Ti vedo, che sei distante. Ogni tanto volto lo sguardo verso di te, con la scusa di aver visto una formica che continua a muoversi sull’uscio di casa tua, come a rincorrere l’unico riflesso di sole che si rifrange sul ballatoio. Alla terza volta, ho smesso anche di giustificarmi. Alla quinta, di nascondermi. Passo un’interminabile serie di minuti a guardarti, senza avere paura che tu possa scoprirmi, perché tanto lo sai benissimo che lo faccio. E lo vedo, che ti piace.

Lo vedo perché hai la mascella tutta in avanti, che copre la mandibola, a rivelare la tua natura di primate. Ma se è vero che l’amore è un sentimento primitivo, il tuo è un gesto primitivo. E ci ritroviamo, insieme, a sostenere questo gioco che però non va oltre il contatto, e rimane come increspato sulla superficie di tutti momenti che trascorriamo insieme.
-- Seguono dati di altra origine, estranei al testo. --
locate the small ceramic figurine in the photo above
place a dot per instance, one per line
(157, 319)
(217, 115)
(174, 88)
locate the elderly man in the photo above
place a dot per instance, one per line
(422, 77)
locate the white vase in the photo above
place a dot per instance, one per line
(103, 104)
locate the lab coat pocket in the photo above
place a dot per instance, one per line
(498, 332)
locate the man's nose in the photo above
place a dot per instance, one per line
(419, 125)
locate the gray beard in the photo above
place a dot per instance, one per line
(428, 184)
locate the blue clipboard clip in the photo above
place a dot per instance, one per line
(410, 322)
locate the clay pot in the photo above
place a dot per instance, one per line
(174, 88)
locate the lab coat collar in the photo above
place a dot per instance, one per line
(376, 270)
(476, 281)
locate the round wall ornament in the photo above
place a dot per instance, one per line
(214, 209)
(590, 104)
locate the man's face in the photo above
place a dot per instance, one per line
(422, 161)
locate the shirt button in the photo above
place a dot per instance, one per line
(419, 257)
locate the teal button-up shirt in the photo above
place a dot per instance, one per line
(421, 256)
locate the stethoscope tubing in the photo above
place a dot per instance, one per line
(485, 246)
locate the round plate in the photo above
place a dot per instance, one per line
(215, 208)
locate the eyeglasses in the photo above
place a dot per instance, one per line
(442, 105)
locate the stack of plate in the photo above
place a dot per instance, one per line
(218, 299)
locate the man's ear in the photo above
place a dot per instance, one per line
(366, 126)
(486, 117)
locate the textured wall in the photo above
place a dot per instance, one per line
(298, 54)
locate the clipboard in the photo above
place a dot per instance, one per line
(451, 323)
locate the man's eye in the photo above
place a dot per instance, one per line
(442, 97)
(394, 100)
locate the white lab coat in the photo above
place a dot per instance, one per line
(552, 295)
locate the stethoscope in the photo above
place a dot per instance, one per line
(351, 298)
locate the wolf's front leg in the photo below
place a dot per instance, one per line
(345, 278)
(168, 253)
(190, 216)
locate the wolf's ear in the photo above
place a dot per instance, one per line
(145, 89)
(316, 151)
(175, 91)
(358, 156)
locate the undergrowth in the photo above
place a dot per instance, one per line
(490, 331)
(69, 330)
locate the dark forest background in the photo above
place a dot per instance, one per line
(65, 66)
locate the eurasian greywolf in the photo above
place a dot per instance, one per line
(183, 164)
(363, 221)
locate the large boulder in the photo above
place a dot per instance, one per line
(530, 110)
Quello che immagino di noi è solo il riflesso dei miei desideri che svanisce, nel momento in cui tu poi non mi parli. Leggo nei tuoi occhi che non te ne frega proprio niente di me. Soprattutto adesso.

Allora, cerco di distrarmi, e penso a tutte le tipologie di protesi parziali rimovibili. Mi viene in mente il caso di Marianna – nome di cortesia – che ha avuto delle complicanze, dopo che le hanno tolto una ciste radicolare. Chissà qual è la storia dei tuoi denti. Mi piacerebbe scoprirla.

Appena ti guardo, però, penso solo che vorrei arrivare a scalfirti lo smalto, e devo ammettere che mi piace l’idea che possa lasciare qualcosa di me nella tua bocca. Esattamente come tu fai con la mia, tutte le volte che volevo baciarti e non ho potuto. Tutte le volte che avrei voluto conoscerti, e mi hai mandato via.

Abbiamo festeggiato tre anniversari, da quando hai traslocato nell’appartamento affianco al mio.

Il 7 aprile di ogni anno, ci ritroviamo l’uno vicino all’altro, sul ballatoio dove ci siamo conosciuti.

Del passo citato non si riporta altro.